Model Long Side-Chain PPO-Based Anion Exchange Ionomers: Properties and Alkaline Stability

The stability of anion exchange membranes is paramount for the use in alkaline fuel cells. Long-chain ionomers are supposed to be more alkaline-resistant with respect to short-chain isomers. In this paper, the synthesis, properties, and stability of ionomers with a long side chain are investigated. Poly(2,6-dimethyl-1,4-phenylene)oxide (PPO) is chosen as the backbone because of its reported stability in alkaline conditions. The functional group is pentyl-ammonium with trimethylamine (TMA) or 1,4-diazabicyclo[2.2.2]octane as model amines. The synthesis is carried out via metalation reaction and is optimized as a function of temperature and time. The water uptake is relatively low in accordance with the large hydrophobicity of the PPO backbone.
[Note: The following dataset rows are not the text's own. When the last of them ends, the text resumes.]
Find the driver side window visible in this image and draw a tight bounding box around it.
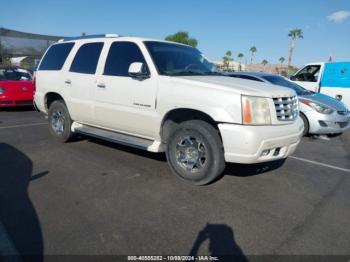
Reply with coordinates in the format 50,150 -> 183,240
294,65 -> 321,82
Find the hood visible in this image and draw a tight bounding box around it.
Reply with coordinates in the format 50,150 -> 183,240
171,76 -> 296,97
300,93 -> 347,111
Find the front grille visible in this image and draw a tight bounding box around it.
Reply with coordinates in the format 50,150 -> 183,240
338,121 -> 349,128
338,111 -> 348,116
15,100 -> 33,105
0,101 -> 12,105
273,96 -> 299,121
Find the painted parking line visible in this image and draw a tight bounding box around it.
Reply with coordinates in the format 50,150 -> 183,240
0,122 -> 47,129
288,156 -> 350,173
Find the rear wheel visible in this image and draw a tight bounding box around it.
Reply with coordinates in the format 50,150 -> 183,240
300,113 -> 310,136
48,100 -> 74,142
166,120 -> 225,185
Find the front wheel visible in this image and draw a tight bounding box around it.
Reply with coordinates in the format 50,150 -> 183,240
48,100 -> 73,142
166,120 -> 225,185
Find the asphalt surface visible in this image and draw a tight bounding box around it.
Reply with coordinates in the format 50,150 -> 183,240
0,110 -> 350,256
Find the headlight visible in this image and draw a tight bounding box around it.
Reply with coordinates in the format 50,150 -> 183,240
242,96 -> 271,125
300,99 -> 334,115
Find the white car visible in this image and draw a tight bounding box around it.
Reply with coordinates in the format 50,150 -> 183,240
35,35 -> 303,185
The through-plane ionic conductivity is consistent with literature data; it amounts to 15.3 mS/cm at 80 degrees C for the TMA derivative. The mechanical properties are typical of ionomers below the glass-transition temperature (for the TMA derivative at ambient humidity: Young modulus = 1310 +/- 30 MPa). The stability in alkaline conditions, studied by thermogravimetric analysis and measurements of ionic conductivity and ion exchange capacity (IEC), is higher than that of short side-chain ionomers with the same basic group. The decrease of ionic conductivity (57 vs 22% residual conductivity after 72 h in 2 M NaOH at 80 degrees C) and IEC is monitored, showing that the degradation is fast in the first hours and may be described by second-order kinetics. These results help in selecting high-performance anion exchange membranes for electrochemical energy technologies.